Thoughts from the Institute of Fundraising London Conference by Lesley Pinder.
What makes you a freakishly good fundraiser? This was the question posed by Rob Woods at the opening plenary of last month’s Institute of Fundraising London Conference.Isn't that what we all want to know? What makes the freakishly good fundraiser different?
One reason for their great results, suggests Rob, is that not only do they believe in what they are doing but they are convinced that what they are doing is absolutely right.This really chimed with me. If you’re not convinced in what you are saying, then the person you’re saying it to won’t be convinced either.
Whether writing a letter to a donor, convincing your boss to approve your fundraising plan or getting colleagues behind a campaign campaign - your heart and your head need to be in it. Not only do you need to feel what you are saying you need to KNOW it.
Rob’s suggestion was to write down the things that you believe to be true and then underneath them, write four or five pieces of evidence that ‘prop up’ this belief so that it becomes a conviction.

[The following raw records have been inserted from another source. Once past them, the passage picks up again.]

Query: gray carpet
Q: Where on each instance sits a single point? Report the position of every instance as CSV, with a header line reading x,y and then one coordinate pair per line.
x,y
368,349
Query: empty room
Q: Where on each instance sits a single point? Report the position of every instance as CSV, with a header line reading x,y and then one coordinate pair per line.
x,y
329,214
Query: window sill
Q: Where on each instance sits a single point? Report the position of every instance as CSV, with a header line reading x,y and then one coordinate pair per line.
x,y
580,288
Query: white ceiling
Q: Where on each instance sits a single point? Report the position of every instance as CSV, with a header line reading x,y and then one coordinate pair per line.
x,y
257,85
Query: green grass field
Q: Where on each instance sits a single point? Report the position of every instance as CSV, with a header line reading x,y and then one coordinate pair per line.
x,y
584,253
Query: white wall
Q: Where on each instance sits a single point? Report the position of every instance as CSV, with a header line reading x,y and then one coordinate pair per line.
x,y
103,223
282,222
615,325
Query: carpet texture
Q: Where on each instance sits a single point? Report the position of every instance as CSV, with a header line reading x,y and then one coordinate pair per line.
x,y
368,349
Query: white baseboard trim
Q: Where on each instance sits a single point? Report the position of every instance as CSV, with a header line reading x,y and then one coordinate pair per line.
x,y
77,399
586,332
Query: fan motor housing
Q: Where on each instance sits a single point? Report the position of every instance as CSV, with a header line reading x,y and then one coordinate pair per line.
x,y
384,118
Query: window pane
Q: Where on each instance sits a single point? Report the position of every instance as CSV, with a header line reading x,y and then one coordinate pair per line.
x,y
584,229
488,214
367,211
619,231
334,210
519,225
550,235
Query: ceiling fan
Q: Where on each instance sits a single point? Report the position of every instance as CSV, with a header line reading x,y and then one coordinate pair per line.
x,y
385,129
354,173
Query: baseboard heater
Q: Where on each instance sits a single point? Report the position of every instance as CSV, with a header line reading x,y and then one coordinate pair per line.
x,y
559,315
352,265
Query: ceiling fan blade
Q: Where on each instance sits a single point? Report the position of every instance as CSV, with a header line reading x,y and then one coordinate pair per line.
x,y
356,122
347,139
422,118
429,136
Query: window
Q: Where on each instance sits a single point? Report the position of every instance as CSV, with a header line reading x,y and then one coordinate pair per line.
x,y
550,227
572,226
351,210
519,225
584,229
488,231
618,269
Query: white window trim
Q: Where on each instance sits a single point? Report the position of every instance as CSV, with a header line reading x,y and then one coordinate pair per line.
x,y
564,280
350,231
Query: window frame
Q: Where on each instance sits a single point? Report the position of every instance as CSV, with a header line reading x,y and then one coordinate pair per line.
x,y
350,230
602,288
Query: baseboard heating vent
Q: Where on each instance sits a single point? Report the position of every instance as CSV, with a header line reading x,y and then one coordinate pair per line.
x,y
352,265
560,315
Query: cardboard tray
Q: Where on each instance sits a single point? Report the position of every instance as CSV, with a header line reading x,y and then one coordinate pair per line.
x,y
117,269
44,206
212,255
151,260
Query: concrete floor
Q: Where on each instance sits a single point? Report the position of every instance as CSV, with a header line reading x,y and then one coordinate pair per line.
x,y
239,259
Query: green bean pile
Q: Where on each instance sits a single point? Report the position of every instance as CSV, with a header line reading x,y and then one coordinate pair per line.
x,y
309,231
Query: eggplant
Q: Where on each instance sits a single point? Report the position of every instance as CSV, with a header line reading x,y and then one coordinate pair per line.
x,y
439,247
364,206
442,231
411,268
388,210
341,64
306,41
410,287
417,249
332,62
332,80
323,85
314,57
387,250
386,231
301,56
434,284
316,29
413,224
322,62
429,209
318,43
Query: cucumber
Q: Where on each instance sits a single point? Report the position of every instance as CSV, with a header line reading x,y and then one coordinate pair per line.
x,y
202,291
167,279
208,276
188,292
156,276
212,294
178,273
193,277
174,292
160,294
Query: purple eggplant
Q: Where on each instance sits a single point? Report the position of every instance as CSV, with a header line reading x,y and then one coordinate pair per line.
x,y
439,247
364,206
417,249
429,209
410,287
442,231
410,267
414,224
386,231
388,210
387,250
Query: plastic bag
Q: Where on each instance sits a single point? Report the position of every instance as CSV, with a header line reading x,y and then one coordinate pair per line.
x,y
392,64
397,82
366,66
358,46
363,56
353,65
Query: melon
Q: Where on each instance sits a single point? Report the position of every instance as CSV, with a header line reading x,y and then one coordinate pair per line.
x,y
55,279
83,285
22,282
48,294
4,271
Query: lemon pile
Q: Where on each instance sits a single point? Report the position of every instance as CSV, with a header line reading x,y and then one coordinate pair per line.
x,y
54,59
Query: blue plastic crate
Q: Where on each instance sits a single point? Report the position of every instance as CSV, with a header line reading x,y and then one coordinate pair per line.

Sometimes it isn’t always possible to rely on your own charity’s track record to back up your ideas - either you don’t have great data or you are starting a programme from scratch. And similarly for those fundraisers out there – like me- who are relatively new, you don’t always have years of experience to fall back on either.
I don’t necessarily think this is a bad thing. It means that you don’t get stuck in what has ‘ay bin’ (‘always been done’ for the non-scots out there) and can have a fresh approach. But, sometimes you can pull back from something you think will be brilliant and innovative because you haven’t got the conviction.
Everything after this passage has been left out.